O profissional Washington Santos, que trabalhou em 12 edições do Big Brother Brasil, foi picado por um bicho. Em conversa com Fábia, ele descreve em detalhes as dificuldades enfrentadas em seu local de trabalho. “Um ambiente sujo, totalmente hostil. Quando chove, naquela parte da varanda onde os participantes sentam pra fumar, do lado de dentro do Câmera Cross, alaga tudo. Fora que a gente circulava no meio de fios espalhados no chão sem proteção e, pior, alguns até desencapados. Era um monte de máscaras descartáveis usadas espalhadas pelo chão. Rato, ouriço, cobra, aranha, todos esses bichos circulavam entre a gente. Chegamos a ser orientados sobre infestação e pra tomar cuidado com os cabos, porque poderiam ter cobras enroladas neles e a gente poderia confundir, porque o local é bem escuro.

O operador de câmera descreveu o acidente com a picada de um bicho e relatou que problemas de saúde por conta da insalubridade do local não aconteceram só com ele: “Eu fui picado na mão, minha mão inchou muito e eu fui levado para o centro médico e lá me deram uma injeção. Depois me deram dois dias em casa. Uma funcionária chegou a desmaiar lá dentro por causa de sinusite, porque é um ambiente com muita poeira. Saiu carregada de dentro do Câmera Cross. Tudo isso a gente reclamava com a chefia. Temos um depoimento do profissional da técnica de segurança dizendo que dois meses antes da estreia do ‘BBB 20’ levou nossas reclamações sobre as condições insalubres de trabalho até a direção e a direção não fez nada”.

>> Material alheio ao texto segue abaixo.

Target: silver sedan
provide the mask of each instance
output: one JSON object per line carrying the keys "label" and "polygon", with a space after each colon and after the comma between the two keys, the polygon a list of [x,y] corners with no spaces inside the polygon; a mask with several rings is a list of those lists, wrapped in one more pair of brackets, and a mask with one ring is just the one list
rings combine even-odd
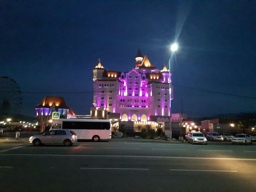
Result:
{"label": "silver sedan", "polygon": [[30,143],[34,145],[41,144],[64,144],[68,146],[77,142],[76,134],[69,129],[53,130],[44,133],[36,135],[29,138]]}

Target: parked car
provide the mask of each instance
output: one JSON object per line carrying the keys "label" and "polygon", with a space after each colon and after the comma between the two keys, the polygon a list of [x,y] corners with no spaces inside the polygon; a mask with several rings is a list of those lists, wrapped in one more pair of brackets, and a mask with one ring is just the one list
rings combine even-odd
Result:
{"label": "parked car", "polygon": [[223,137],[218,133],[217,132],[207,132],[206,134],[206,138],[207,140],[213,141],[223,141]]}
{"label": "parked car", "polygon": [[251,137],[252,138],[252,142],[256,142],[256,133],[252,133]]}
{"label": "parked car", "polygon": [[234,136],[230,133],[220,133],[220,135],[223,137],[224,141],[231,141],[234,138]]}
{"label": "parked car", "polygon": [[77,140],[76,134],[73,130],[54,129],[30,137],[29,143],[36,146],[41,144],[64,144],[68,146],[77,142]]}
{"label": "parked car", "polygon": [[232,144],[234,143],[252,144],[252,137],[248,134],[238,134],[232,140]]}
{"label": "parked car", "polygon": [[187,139],[188,143],[192,144],[201,143],[207,145],[207,140],[203,133],[199,132],[189,132],[187,134]]}

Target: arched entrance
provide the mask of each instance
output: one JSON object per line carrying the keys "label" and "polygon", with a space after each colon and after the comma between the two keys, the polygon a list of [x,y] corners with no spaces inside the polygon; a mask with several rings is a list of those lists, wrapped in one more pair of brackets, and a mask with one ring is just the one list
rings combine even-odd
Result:
{"label": "arched entrance", "polygon": [[146,121],[147,118],[145,114],[143,114],[142,115],[141,118],[140,118],[140,121]]}
{"label": "arched entrance", "polygon": [[126,114],[124,113],[123,114],[121,121],[128,121],[128,116]]}
{"label": "arched entrance", "polygon": [[132,116],[132,121],[137,121],[138,117],[136,114],[133,114]]}

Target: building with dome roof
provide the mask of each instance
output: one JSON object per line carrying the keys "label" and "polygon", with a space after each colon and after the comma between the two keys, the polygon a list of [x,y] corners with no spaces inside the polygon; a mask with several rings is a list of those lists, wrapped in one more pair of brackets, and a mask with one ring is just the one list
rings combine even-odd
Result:
{"label": "building with dome roof", "polygon": [[117,71],[107,70],[99,59],[92,69],[91,117],[109,118],[112,122],[169,122],[169,91],[173,99],[169,70],[165,65],[162,70],[156,69],[139,49],[135,62],[130,71]]}

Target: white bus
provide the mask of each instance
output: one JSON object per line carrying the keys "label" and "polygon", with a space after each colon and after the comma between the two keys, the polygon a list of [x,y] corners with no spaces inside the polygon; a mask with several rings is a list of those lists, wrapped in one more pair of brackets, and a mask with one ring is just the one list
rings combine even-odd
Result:
{"label": "white bus", "polygon": [[111,138],[111,123],[109,120],[60,119],[53,122],[50,130],[53,129],[72,129],[78,139],[92,139],[97,142]]}

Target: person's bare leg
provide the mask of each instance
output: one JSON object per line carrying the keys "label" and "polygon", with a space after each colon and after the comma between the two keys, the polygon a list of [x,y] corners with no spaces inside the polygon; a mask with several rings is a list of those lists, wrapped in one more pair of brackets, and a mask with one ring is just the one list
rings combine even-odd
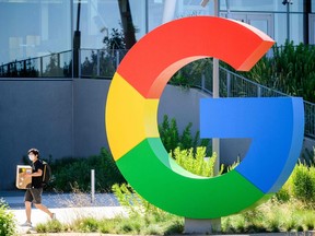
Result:
{"label": "person's bare leg", "polygon": [[43,204],[34,204],[35,208],[42,210],[43,212],[45,212],[46,214],[48,214],[50,216],[50,219],[52,219],[52,213]]}
{"label": "person's bare leg", "polygon": [[32,202],[25,201],[26,221],[31,223]]}

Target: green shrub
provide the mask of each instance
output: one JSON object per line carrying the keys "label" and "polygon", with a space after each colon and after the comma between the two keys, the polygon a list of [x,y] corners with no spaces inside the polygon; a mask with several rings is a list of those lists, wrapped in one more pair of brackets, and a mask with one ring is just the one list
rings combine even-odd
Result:
{"label": "green shrub", "polygon": [[293,45],[273,46],[273,57],[265,56],[255,67],[242,73],[261,85],[315,103],[315,47]]}
{"label": "green shrub", "polygon": [[0,199],[0,236],[10,236],[16,233],[15,220],[3,199]]}
{"label": "green shrub", "polygon": [[66,226],[57,220],[39,223],[36,225],[37,233],[60,233],[65,231]]}
{"label": "green shrub", "polygon": [[292,174],[292,193],[305,204],[315,206],[315,168],[299,163]]}
{"label": "green shrub", "polygon": [[168,116],[165,115],[162,123],[159,125],[159,132],[161,137],[161,141],[165,148],[165,150],[170,153],[171,151],[179,148],[184,149],[196,149],[198,145],[207,146],[208,153],[211,153],[210,150],[210,140],[209,139],[199,139],[199,131],[192,137],[191,134],[192,123],[189,122],[184,129],[183,133],[179,134],[178,127],[176,120],[168,119]]}
{"label": "green shrub", "polygon": [[110,191],[114,184],[126,182],[115,161],[106,149],[100,155],[86,158],[62,158],[51,163],[54,182],[50,186],[57,191],[71,192],[73,188],[79,191],[91,189],[91,169],[95,169],[95,190]]}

Washington ressaltou ainda a hipocrisia da emissora em levantar uma bandeira de “prezar pela saúde”, mas não proporcionar o mínimo para que os câmeras trabalhassem dignamente: “A gente sabe bem o que é o produto Big Brother Brasil. A TV Globo vende muito essa questão de se preocupar com a saúde, pedindo pra usar máscara, batendo no presidente, e a gente lá com máscaras usadas espalhadas pelo corredor. A gente foi proibido de tomar a vacina da influenza, isso foi o pior pra gente. Nós, prestadores de serviços, nos sentimos muito humilhados. Quando fomos indagar as enfermeiras sobre a vacinação, disseram pra gente que era só pra funcionários e que a gente não tinha direito. É uma indignação que temos por causa da falta de respeito”.